After this year’s Academy Awards presentations, a controversy ensued about Hollywood’s lack of diversity in the Oscar nomination process, but the movie industry should be held equally accountable for ignoring performers over 40, instead of treating them like they’re over the hill or washed up, by rarely offering them coveted starring roles.
A study of the top100 grossing movies of 2015 revealed that only 11 percent of major speaking roles went to actors over 60. Worse, only 27 percent of some 4,000 roles went to women over 40. The only actresses over 60 to star in those films were Meryl Streep, Helen Mirren and the lesser known Lin Shaye. Yet, actors over 60, like Tom Hanks, Denzel Washington and Michael Keaton, continually land leading roles more often, and are often paired with actresses young enough to be their daughters, who are sometimes depicted as their lovers. Sorta like art imitating life.
It’s going to be interesting to see what happens in the workplace in the next decade as some Baby Boomers, out of financial necessity, remain in the workforce to reinforce savings even as they reach the traditional retirement age of 65. Will employers force them out as part of the “natural order” for younger replacements with lower pay scales or allow them to stay and leave on their own? Up until now, the courts have not been as generous with age-discrimination lawsuits as they have with claims of sex and racial bias. With an aging population, perhaps that perspective will be softened.
I’ve met people older than me who seem younger because of their attitude, yet I also encounter people younger than myself who act like old fogies — and they’re only in their 40s!
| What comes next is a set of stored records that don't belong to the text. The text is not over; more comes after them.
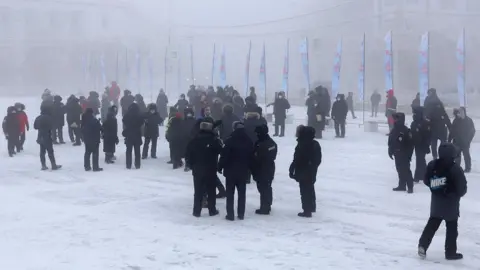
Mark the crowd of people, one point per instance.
(213, 131)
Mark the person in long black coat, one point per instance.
(175, 137)
(92, 132)
(162, 103)
(152, 123)
(59, 120)
(44, 124)
(11, 130)
(263, 168)
(448, 185)
(280, 107)
(421, 134)
(110, 134)
(400, 148)
(228, 118)
(133, 121)
(202, 157)
(462, 134)
(126, 101)
(339, 115)
(235, 163)
(74, 114)
(304, 167)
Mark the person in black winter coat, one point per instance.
(110, 134)
(93, 102)
(162, 103)
(435, 113)
(421, 135)
(44, 124)
(280, 107)
(448, 184)
(375, 99)
(235, 161)
(152, 123)
(92, 132)
(350, 104)
(133, 121)
(59, 120)
(462, 133)
(228, 118)
(181, 104)
(176, 139)
(304, 167)
(263, 168)
(339, 115)
(400, 148)
(202, 157)
(74, 114)
(126, 101)
(11, 130)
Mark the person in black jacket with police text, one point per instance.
(448, 184)
(202, 158)
(421, 135)
(235, 160)
(461, 134)
(263, 168)
(44, 124)
(304, 167)
(152, 123)
(400, 148)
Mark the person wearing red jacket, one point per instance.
(24, 125)
(114, 93)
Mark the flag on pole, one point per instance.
(305, 62)
(263, 75)
(388, 62)
(461, 69)
(337, 66)
(361, 72)
(247, 69)
(102, 69)
(223, 71)
(192, 69)
(213, 64)
(286, 68)
(423, 65)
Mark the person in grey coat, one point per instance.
(448, 184)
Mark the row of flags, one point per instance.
(304, 56)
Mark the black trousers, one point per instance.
(307, 195)
(146, 144)
(421, 164)
(201, 186)
(431, 228)
(57, 134)
(264, 187)
(340, 128)
(44, 149)
(135, 148)
(466, 156)
(12, 143)
(74, 134)
(240, 185)
(91, 150)
(374, 110)
(405, 178)
(280, 123)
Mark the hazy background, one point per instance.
(45, 43)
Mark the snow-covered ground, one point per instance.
(141, 219)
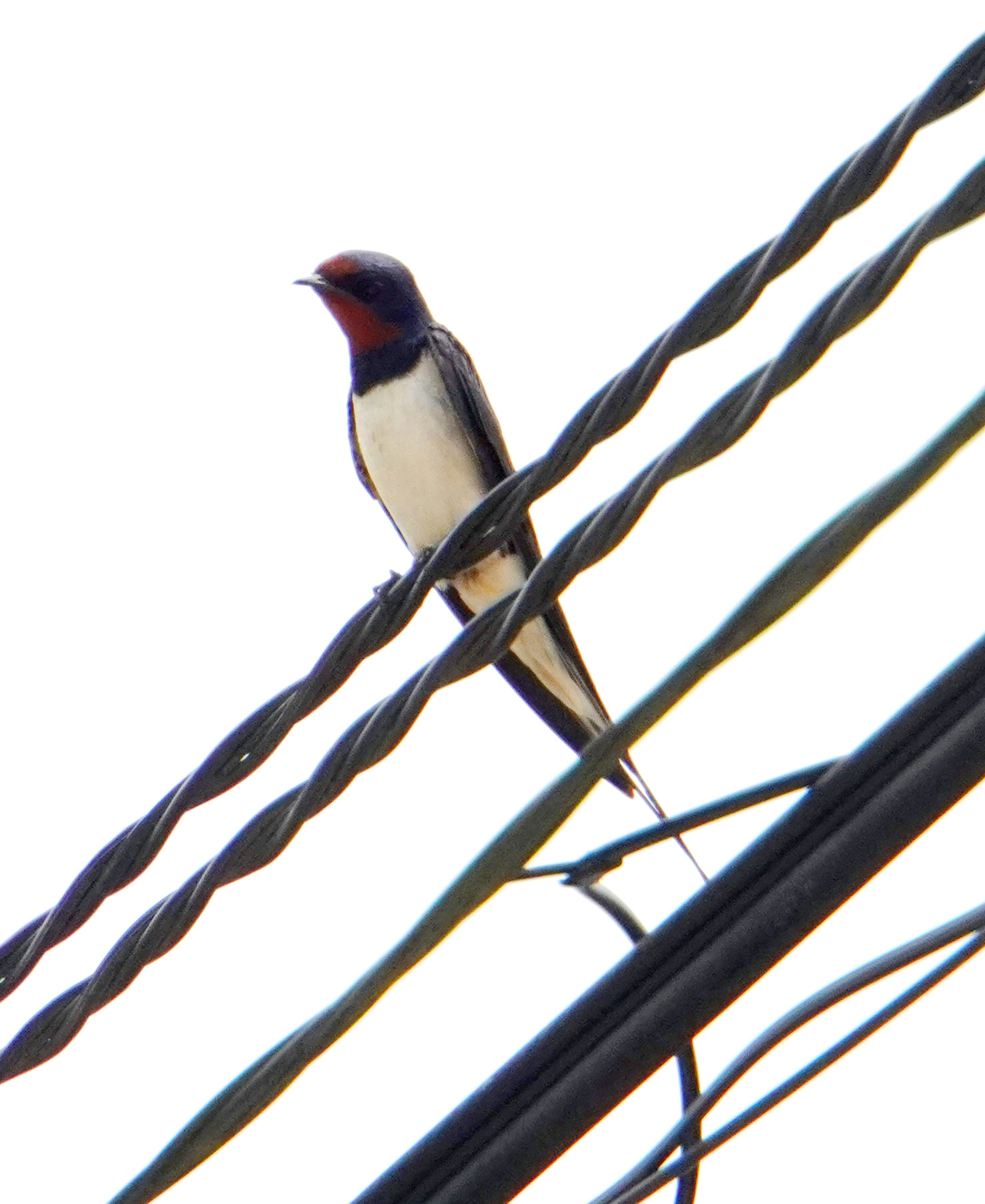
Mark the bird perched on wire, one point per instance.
(428, 447)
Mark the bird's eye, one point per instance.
(367, 289)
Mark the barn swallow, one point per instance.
(428, 446)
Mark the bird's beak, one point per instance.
(317, 282)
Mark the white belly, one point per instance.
(426, 474)
(415, 452)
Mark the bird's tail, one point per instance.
(649, 799)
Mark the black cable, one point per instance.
(377, 623)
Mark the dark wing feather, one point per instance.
(468, 395)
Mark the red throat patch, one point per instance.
(362, 327)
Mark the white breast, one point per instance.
(417, 456)
(427, 475)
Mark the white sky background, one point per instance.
(183, 534)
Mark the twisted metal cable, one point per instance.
(489, 635)
(261, 1084)
(649, 1176)
(377, 623)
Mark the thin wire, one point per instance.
(646, 1179)
(382, 619)
(257, 1088)
(610, 857)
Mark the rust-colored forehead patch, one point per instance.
(338, 268)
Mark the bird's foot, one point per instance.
(385, 588)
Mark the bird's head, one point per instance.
(374, 298)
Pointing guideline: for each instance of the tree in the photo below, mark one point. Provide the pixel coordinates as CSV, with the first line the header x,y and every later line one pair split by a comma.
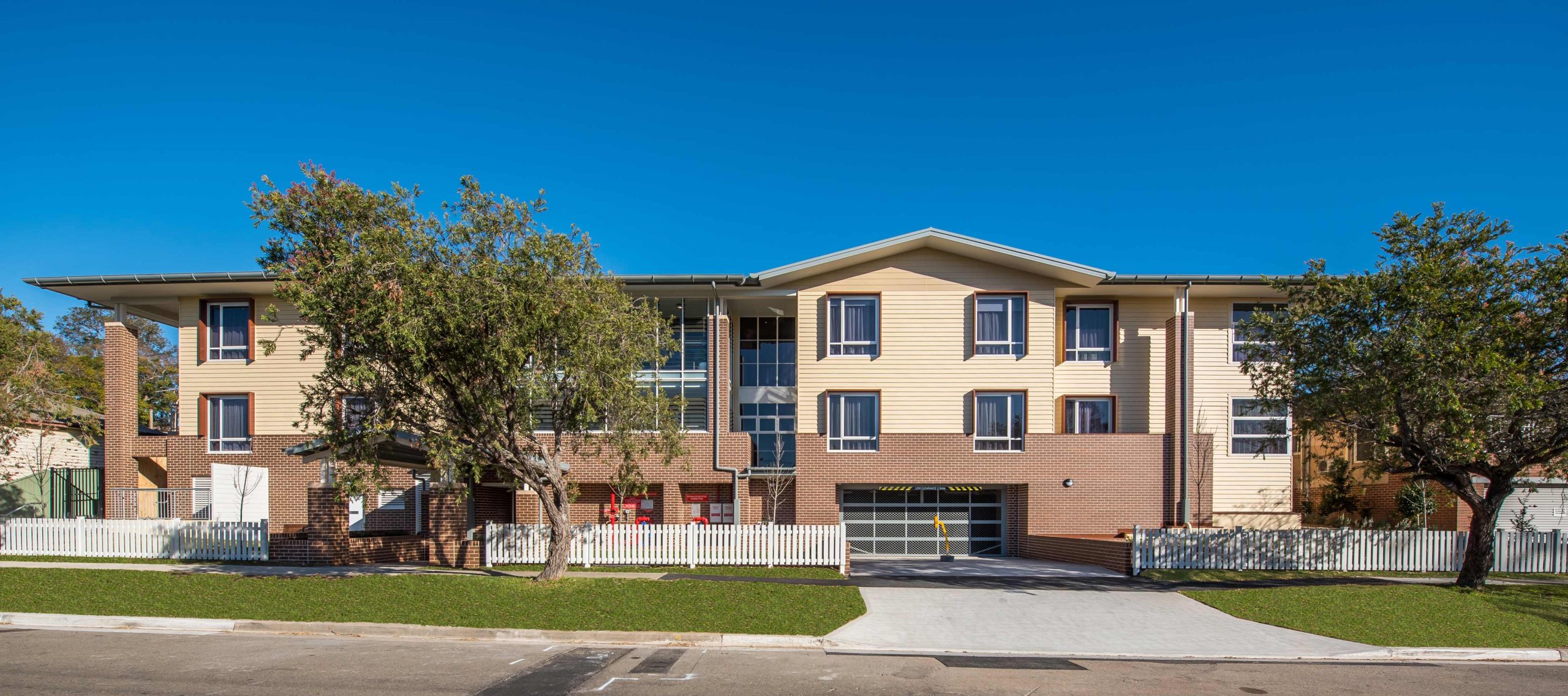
x,y
1449,357
80,333
493,339
29,377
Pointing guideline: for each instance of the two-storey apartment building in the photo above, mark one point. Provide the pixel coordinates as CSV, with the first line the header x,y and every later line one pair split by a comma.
x,y
1017,396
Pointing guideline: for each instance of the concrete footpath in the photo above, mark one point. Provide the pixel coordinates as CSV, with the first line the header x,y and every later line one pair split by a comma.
x,y
1355,652
315,571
We can’t do anything about getting older, but we don’t have to get OLD.
When I get together with friends I’ve known since junior high school, and their wives, they don’t appear as old as their chronological ages, perhaps because that would make me old, too.
When I look in the mirror, I don’t see myself as old in the context of what I thought was old when I remember my grandparents. Heck, they were old when I met them as a child!
Does that mean 70 is the new 50?
I prefer the mind-set that one is as only as old as one feels. There’s that adage that goes: Just because there’s snow on the roof, doesn’t mean there’s no fire in the furnace.
That may have a sexual innuendo, but it could also apply to one’s fire for life, which shouldn’t diminish regardless of age. When that fire is quenched, you are old!
It’s also helpful to remember what Mark Twain said on the subject: “Age is an issue of mind over matter. If you don’t mind it, it doesn’t matter.”